The man looks at me with a frown. “What should it do? It’s a blessing! I imagine it will protect us from bieses, from hunger, from poverty… Don’t you know how blessings work?”

I smile to myself, because that confirms what I already know. None of those people know what theblessingsdo, and they still went like docile sheep to be marked, and probably wept in gratitude at Perun’s feet.

“All right.”

My shadows explode around us, stopping time. Our group is partly hidden in the tall grass, and no one’s too close on the road to see. Jaga shoots me a questioning look, and I grab her hand, taking us all to Nawie. The mortals are tied and gagged with my shadows.

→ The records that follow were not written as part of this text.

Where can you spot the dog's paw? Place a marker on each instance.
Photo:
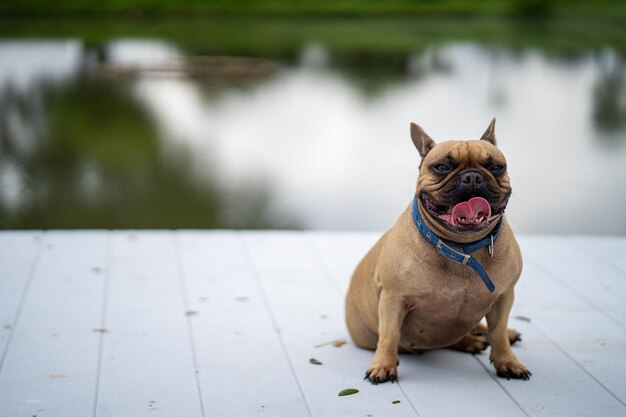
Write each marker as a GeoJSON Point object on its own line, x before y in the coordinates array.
{"type": "Point", "coordinates": [377, 374]}
{"type": "Point", "coordinates": [512, 369]}
{"type": "Point", "coordinates": [514, 336]}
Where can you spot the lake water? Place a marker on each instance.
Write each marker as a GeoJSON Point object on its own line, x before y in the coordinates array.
{"type": "Point", "coordinates": [149, 132]}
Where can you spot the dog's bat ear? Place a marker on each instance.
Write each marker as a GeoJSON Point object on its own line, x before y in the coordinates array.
{"type": "Point", "coordinates": [421, 140]}
{"type": "Point", "coordinates": [490, 133]}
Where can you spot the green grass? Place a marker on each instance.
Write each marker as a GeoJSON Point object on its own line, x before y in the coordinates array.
{"type": "Point", "coordinates": [602, 9]}
{"type": "Point", "coordinates": [283, 37]}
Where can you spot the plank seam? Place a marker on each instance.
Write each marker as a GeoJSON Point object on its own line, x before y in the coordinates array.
{"type": "Point", "coordinates": [502, 387]}
{"type": "Point", "coordinates": [327, 271]}
{"type": "Point", "coordinates": [181, 275]}
{"type": "Point", "coordinates": [27, 285]}
{"type": "Point", "coordinates": [575, 362]}
{"type": "Point", "coordinates": [257, 279]}
{"type": "Point", "coordinates": [556, 278]}
{"type": "Point", "coordinates": [103, 312]}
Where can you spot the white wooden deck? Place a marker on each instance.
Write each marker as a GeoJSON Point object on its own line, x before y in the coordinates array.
{"type": "Point", "coordinates": [166, 323]}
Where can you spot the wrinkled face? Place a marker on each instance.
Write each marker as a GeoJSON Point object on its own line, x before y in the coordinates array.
{"type": "Point", "coordinates": [464, 185]}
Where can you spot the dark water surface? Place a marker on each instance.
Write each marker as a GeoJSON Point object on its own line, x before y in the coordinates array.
{"type": "Point", "coordinates": [269, 124]}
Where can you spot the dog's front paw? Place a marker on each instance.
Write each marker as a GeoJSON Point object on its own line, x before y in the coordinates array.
{"type": "Point", "coordinates": [378, 373]}
{"type": "Point", "coordinates": [511, 368]}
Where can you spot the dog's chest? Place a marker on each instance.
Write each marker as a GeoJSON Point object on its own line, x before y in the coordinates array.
{"type": "Point", "coordinates": [440, 316]}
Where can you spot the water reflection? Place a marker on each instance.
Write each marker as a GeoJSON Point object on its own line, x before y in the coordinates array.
{"type": "Point", "coordinates": [321, 142]}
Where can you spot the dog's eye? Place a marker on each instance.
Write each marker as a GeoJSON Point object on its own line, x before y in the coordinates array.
{"type": "Point", "coordinates": [441, 168]}
{"type": "Point", "coordinates": [497, 169]}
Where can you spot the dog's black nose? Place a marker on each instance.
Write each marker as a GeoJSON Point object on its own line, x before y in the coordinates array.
{"type": "Point", "coordinates": [472, 179]}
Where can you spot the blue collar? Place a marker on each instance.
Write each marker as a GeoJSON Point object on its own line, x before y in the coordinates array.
{"type": "Point", "coordinates": [460, 255]}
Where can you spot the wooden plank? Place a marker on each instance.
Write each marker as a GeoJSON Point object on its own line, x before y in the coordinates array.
{"type": "Point", "coordinates": [309, 313]}
{"type": "Point", "coordinates": [558, 387]}
{"type": "Point", "coordinates": [147, 366]}
{"type": "Point", "coordinates": [582, 272]}
{"type": "Point", "coordinates": [574, 352]}
{"type": "Point", "coordinates": [242, 364]}
{"type": "Point", "coordinates": [51, 363]}
{"type": "Point", "coordinates": [439, 382]}
{"type": "Point", "coordinates": [610, 248]}
{"type": "Point", "coordinates": [18, 252]}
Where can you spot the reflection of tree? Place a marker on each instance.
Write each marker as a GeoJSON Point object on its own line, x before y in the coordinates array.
{"type": "Point", "coordinates": [609, 97]}
{"type": "Point", "coordinates": [97, 163]}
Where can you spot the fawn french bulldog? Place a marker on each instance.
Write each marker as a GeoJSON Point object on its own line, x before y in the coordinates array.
{"type": "Point", "coordinates": [450, 260]}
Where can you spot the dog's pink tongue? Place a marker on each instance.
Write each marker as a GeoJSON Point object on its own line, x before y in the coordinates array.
{"type": "Point", "coordinates": [474, 211]}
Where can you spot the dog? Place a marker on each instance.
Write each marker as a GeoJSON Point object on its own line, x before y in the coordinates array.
{"type": "Point", "coordinates": [450, 260]}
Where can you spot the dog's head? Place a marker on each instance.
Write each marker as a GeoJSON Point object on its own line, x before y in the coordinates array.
{"type": "Point", "coordinates": [463, 186]}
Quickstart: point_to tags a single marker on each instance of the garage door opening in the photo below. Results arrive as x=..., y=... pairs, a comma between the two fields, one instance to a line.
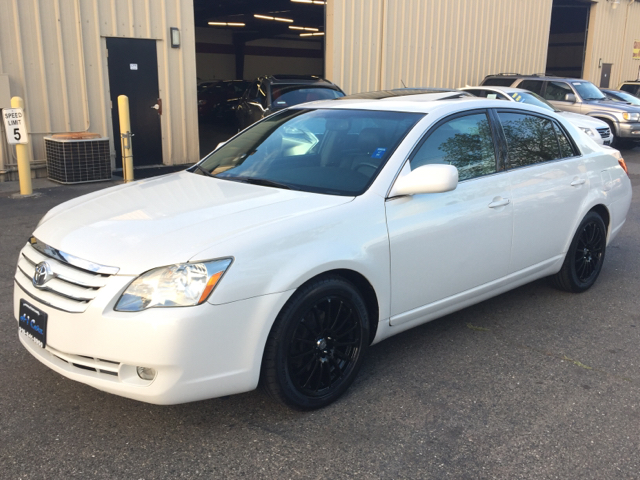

We land on one of the middle levels that’s built like a dungeon, which is perfect. I quickly add individual cells with heavy doors, and push each of my captives inside, storing them separately. Each door has a small window allowing us to see them.

“Did you have to do that?” Jaga asks, watching the struggling, yet silent, mortals with an unhappy expression.

“How else will we find out what it does?”